Keywords: glucocorticoids, inflammation, intranasal route, LPS, neuroinflammation
Introduction
Neuroinflammation, defined as sustained microglia activation and the production of proinflammatory cytokines and reactive oxygen species, is a characteristic feature of different infectious and non‐infectious neuropathologies 1, 2. Increasing evidence supports the concept that a better control of neuroinflammation results in clear clinical benefits 3.
Corticosteroids play a pivotal role in the management of inflammation in a wide range of pathologies, such as allergies, asthma, autoimmune diseases and sepsis 4, 5. Synthetic glucocorticoids (GCs) with a much greater anti‐inflammatory activity than natural steroids have been developed. Dexamethasone (DX) and prednisone are the most extensively employed drugs in the clinic to control the acute neuroinflammation accompanying different infectious and non‐infectious neuropathologies 5, 6. High doses of both steroids have been used to reach the required concentration in the central nervous system CNS 7.

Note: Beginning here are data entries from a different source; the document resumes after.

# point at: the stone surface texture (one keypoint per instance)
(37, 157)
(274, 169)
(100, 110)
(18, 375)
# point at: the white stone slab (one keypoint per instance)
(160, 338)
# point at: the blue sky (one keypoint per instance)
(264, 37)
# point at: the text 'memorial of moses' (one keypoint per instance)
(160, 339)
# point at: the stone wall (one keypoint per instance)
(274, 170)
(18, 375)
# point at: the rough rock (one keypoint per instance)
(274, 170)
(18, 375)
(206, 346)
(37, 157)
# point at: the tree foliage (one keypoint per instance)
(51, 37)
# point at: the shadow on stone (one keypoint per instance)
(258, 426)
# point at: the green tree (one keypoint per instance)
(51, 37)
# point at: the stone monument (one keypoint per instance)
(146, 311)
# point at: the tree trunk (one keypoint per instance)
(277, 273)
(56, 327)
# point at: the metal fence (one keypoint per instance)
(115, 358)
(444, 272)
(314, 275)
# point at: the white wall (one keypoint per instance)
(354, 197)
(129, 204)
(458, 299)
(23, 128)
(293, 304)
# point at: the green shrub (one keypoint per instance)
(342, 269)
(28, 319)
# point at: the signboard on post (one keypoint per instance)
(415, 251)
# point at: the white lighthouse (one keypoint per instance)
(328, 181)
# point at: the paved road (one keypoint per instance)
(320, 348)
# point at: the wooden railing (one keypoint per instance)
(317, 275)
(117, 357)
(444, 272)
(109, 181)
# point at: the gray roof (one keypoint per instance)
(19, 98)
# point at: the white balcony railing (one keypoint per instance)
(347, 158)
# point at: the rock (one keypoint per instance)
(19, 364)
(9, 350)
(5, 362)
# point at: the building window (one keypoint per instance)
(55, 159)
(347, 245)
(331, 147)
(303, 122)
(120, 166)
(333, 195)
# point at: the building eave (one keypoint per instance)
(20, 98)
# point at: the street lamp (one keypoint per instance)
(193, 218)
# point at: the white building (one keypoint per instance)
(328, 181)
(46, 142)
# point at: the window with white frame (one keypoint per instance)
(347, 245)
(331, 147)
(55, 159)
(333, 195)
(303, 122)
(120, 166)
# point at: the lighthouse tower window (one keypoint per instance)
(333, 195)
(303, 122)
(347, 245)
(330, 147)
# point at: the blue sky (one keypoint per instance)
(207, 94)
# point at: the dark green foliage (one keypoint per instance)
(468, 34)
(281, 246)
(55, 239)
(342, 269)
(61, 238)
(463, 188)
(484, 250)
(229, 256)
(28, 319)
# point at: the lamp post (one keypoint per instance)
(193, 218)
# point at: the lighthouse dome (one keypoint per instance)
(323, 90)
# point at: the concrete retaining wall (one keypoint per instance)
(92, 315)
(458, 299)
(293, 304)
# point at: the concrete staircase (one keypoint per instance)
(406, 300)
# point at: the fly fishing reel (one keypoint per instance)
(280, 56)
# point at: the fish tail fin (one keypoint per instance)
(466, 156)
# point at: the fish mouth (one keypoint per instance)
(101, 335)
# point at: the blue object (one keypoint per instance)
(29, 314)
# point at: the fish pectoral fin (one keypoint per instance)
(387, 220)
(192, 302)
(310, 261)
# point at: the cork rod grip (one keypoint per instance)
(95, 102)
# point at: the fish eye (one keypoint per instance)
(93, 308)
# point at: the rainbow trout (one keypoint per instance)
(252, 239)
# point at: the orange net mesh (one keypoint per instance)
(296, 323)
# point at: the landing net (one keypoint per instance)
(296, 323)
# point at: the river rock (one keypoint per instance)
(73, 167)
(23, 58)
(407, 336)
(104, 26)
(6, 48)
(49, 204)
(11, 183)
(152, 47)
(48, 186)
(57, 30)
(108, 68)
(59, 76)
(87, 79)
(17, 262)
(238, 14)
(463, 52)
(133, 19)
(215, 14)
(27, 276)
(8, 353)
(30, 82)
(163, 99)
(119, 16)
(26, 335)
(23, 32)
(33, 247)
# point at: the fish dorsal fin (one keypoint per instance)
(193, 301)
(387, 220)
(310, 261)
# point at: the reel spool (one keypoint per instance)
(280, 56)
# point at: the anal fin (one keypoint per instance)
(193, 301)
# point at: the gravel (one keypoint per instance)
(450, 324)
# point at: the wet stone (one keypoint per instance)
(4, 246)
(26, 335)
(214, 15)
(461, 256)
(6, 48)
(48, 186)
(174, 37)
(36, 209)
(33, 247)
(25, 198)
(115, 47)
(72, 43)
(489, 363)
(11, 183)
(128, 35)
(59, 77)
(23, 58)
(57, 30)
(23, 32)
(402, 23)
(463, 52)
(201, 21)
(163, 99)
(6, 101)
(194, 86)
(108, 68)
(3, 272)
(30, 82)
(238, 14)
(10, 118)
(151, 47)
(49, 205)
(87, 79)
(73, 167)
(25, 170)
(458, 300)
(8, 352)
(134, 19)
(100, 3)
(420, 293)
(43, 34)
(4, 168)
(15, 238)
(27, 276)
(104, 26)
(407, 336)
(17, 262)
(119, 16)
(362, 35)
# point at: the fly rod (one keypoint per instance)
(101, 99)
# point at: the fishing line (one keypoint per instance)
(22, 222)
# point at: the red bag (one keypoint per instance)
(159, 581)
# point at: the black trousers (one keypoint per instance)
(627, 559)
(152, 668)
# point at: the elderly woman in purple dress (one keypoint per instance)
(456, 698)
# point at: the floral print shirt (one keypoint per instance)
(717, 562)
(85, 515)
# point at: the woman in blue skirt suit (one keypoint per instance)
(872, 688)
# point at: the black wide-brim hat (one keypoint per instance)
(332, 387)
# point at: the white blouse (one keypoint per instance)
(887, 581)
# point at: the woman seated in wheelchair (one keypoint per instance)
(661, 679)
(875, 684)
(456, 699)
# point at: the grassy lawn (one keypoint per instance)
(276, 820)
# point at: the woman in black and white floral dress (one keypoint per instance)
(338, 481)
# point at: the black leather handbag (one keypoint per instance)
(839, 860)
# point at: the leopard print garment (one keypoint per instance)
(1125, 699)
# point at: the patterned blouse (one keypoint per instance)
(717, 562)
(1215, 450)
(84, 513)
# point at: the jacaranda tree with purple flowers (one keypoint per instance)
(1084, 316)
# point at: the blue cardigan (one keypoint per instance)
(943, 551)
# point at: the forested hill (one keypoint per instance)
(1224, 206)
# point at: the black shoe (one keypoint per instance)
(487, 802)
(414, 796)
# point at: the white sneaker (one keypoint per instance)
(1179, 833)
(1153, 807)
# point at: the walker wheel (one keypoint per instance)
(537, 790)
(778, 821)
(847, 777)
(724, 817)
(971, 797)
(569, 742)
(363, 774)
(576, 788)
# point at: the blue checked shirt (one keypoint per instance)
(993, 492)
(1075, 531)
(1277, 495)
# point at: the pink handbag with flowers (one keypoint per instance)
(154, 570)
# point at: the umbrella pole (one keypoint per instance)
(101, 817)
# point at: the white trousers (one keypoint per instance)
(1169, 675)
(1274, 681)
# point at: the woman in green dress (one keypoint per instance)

Unfortunately, severe side effects such as exacerbation or promotion of diabetes mellitus, gastro‐oesophageal reflux, osteoporosis, non‐traumatic osteonecrosis, Cushing syndrome, hypertension and behavioural changes after high‐dose, long‐term systemic steroid treatment limit their use, especially in chronic neuropathologies 5, 8, 9, 10, 11, 12. These undesirable adverse effects are difficult to avoid, as most steroid anti‐inflammatory and immunosuppressive activities are mediated by their binding to the ubiquitously expressed steroid receptors and result in affecting the functionality and survival of many different cell types, involved not only in innate and adaptive immunity but also in other crucial biological processes 13.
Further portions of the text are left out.